TYPE OF FUNCTIONS

The type of a function determines the kind of a type will be data that function returs to the calling code and he is assigned in declaration of the function. The function type is defined before the name of the function as shown in next example.
double square(double a);
float squareroot(float a);
char *data();
As we can see from previous examples, the square function is of type double, the squareroot function is of type float and the data function is of type char * (char is short for character) with the pointer so it returns a pointer to a character. Function generally can be user type defined. The precise type that function returns is determined by a command return in the definition of the function
float abs(float x) {
       return(x >= 0) ? x : -x;
}
In this example the conditional operator works in the following way:  
If an argument x is greater or equal to zero, the result of an operator is equal to the value of an argument, and otherwise the result is argument with changed sign. With use of return command result of the operator is declared for the return value, execution of a function is terminated and the value is returned in program. The parameter of return value can be any number, variable or term which is calculated before terminating the functions. Be careful when you’re defining functions because the type of the result must be equal to the type of the function.

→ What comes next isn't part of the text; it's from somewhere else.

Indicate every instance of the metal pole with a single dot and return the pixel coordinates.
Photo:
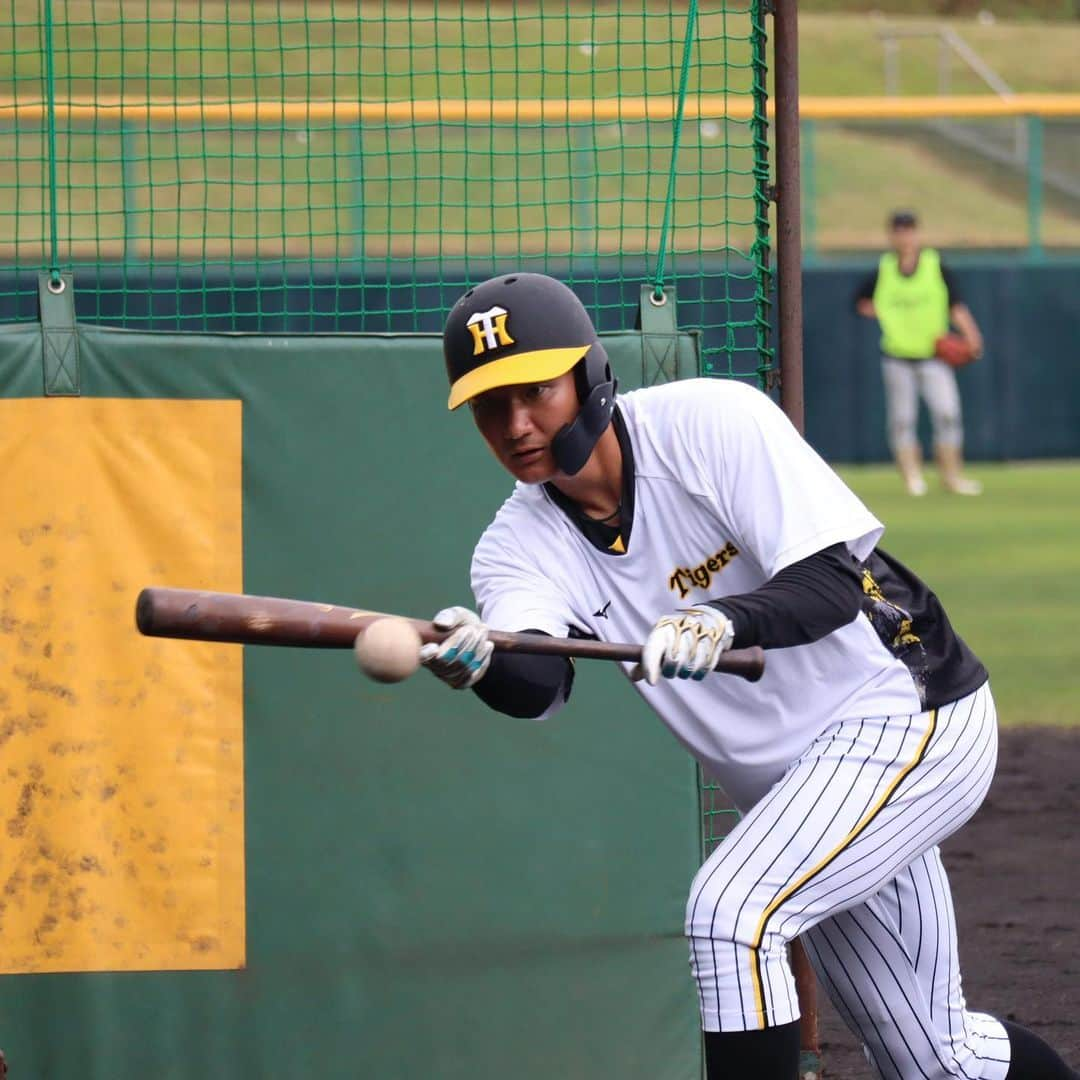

If the result of the command return is different from the type of functions, the result is transformed into a type of function. Let’s make a change in our function called absolute():
#include "stdafx.h"
#include "iostream"
using namespace std;
double absolute(float x){
       return (x >= 0) ? x : -x;
}
int _tmain(int argc, _TCHAR* argv[])
{
       float b;
       cout << "Enter a value of variable b:" << endl;
       cin >> b;
       cout << "The absolute vale of a b is:" << absolute(b) << endl;
       system("pause");
       return 0;
}

So the function will return data of double type even though the result of command return is float type. Of course there is no sense in defining defining function in this way because with transformation of result we don't get on precision of returning value. But there is a sense of defining a function in the following form:
#include "stdafx.h"
#include "iostream"
using namespace std;
long absolute(float x){
       return (x >= 0) ? x : -x;
}
int _tmain(int argc, _TCHAR* argv[])
{
       float b;
       cout << "Enter a value of variable b:" << endl;
       cin >> b;
       cout << "The absolute vale of a b is:" << absolute(b) << endl;
       system("pause");
       return 0;
}
Which will return an integer part of the argument. The result of conditional joining is again of float type but the function is declared as a long type, so the result will be only an integer type of a function
IMPORTANT: The function as a result can return data of any kind of type with the exception of arrays and function but it can return arrays and reference on that types.
In calling code the result of a function can be any kind of arbitrary expression. In particular, the previously defined function square() we can use in arithmetic expression on the left side of the joining operator, treating her as every other data double. For example:
#include "stdafx.h"
#include "iostream"
using namespace std;

double square(float); //this is only declaration of a function

int _tmain(int argc, _TCHAR* argv[])
{
       float a;
       cout << "Enter the value for variable a =" << endl;
       cin >> a;
       cout << "The result of a^2 = " << square(a) << endl;
       float cube = square(a) * a;
       cout << "The result of a^3 = " << cube << endl;
       float fifth = square(square(a));
       cout << "The result of a^5 = " << fifth << endl;
       system("pause");
       return 0;
}

double square(float x) {
       return x*x;
}
You can even settle a function call as an argument of a function call:
float xOn4 = square(square(x));
The result of the function can even be ignored. Function square() can be called like this:
       square(5);
Although the meaning of the previous command is questionable, this type of function call is allowed. If function doesn’t have to turn back value that can be arranged using the declaration type void. This type of declaration is used for generating messages or results that depends on argument values. For example, if we need a function which will print a value of squared number and the value will not be returned to calling code, we will declare and define function squre() like:
void printsquare(float x){
       cout << (x*x) << endl;
       return;
}
Because function type void doesn’t return anything to code inside function main the command return inside the printsquare() function shouldn’t contain any data. Moreover in these cases the command return can be ignored.
IMPORTANT: The return command is mandatory for exiting the function which in general returns some result. For function type void the return command can be left out – in that case compiler will realize that exit from this function is at the end of her definition.
Function of type void can’t be used in arithmetic operations, so we’ll always call previously defined function in the following way:
       printsquare(10);
The next type of function call will cause the error during execution of program:
       float a = printsquare(10); // error
The return from the function is possible from every point inside the function. So command return can be positioned on more points inside the function. Let’s take a closer look at following example:
void statement(int answer) {
       switch (answer){
       case 0:
             cout << "No";
             return;
       case 1:
             cout << "Yes";
             return;
       }
       cout << "Maybe yes and maybe not";
}

In previous function we see that we have two explicit return commands, and default return at the end of the function body.